Weekend On the Road.

Bindon Abbey-Moreton-Wareham-Winterborne Stickland-Lytchett Matravers, Dorset, southern England.

Bindon Abbey (Bindonium) was a Cistercian monastery, of which only ruins remain, on the River Frome about half a mile east of Wool in the Purbeck District, Dorset, England.

Bindon Abbey.

Bindon Abbey. The 18th century "gothick" gatehouse.

Bindon Abbey. Allotment or kitchen garden.

Bindon Abbey House is currently used by Bindon Abbey Wellness Retreat to provide a range of treatments and retreat days.

Moreton is a village and civil parish in Dorset, England, situated on the River Frome.

Anthriscus sylvestris, known as...cow parsley, wild chervil, wild beaked parsley, keck, or Queen Anne's lace...everywhere!
Summer has come!

Upright Spanish bluebell...It seems.

Moreton has become synonymous with the memory of T. E. Lawrence, also known as Lawrence of Arabia.
Following his death in 1935 he was buried in Moreton.

Moreton is also known for the windows of its church, St Nicholas.
But we are moving Wareham!

Wareham is an historic market town and, under the name Wareham Town, a civil parish, in the English county of Dorset.
The town is situated on the River well!

This is called..."Travel in style"!

Come and enjoy the River Frome from Wareham.
See the yachts, birds and wildlife that frequent this beautiful place.

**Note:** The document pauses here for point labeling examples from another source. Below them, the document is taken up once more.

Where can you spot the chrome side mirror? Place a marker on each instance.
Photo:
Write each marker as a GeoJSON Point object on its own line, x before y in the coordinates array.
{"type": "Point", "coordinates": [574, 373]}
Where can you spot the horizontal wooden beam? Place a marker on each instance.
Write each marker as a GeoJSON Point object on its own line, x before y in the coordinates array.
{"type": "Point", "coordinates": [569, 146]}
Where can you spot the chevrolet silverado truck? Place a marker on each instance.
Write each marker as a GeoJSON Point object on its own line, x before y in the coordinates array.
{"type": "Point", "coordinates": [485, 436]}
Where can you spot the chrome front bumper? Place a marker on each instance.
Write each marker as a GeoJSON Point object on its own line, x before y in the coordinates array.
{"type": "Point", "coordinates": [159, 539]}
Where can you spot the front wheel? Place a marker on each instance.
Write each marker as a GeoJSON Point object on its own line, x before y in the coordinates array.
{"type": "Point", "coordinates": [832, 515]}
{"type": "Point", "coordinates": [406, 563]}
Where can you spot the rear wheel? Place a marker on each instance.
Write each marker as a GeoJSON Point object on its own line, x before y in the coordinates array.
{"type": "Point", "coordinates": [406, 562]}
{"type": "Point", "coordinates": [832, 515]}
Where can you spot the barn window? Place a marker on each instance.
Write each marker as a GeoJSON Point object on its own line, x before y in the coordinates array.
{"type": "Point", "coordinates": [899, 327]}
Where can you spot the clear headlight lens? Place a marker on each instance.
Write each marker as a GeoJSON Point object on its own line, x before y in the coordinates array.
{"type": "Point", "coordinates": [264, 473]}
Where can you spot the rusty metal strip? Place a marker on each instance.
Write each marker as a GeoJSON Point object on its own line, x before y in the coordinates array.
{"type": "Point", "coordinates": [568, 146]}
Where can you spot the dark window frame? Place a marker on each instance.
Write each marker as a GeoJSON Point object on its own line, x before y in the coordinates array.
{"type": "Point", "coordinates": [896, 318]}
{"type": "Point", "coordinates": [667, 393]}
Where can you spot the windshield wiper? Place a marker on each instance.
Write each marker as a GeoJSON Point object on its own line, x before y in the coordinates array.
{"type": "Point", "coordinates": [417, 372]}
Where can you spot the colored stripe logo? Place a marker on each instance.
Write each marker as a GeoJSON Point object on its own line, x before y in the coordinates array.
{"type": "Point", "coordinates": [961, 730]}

Winterborne Stickland is a village and civil parish in the county of Dorset in southern England.

Winterborne Stickland. The second part "Stickland" is derived from sticol, Old English for "steep".

There is more to discover about the past along the River Winterborne.

Many of the thatched cottages in the village are listed buildings.

Winterborne Stickland.
The parish Church of St Mary is a Grade I listed building.

Lytchett Matravers.
The name comes from the Brittonic litchet meaning "grey wood" and the Norman surname "Maltravers".
The Maltravers family held the village for about 300 years, until the Black Death reduced the population in the second half of the 14th century.
The surviving villagers deserted the original village, sited around the church and manor house, and resettled further up the hill.
In 2005 the Lordship of Lytchett Matravers passed to Hon. Geoffrey Beck, being one of the few remaining descendants of the de Carterets of Arundel, and a direct descendant of Renaud de Courtenay, Baron Okehampton (c. 1125 – c. 1190).

Lytchett Matravers, power line crossing.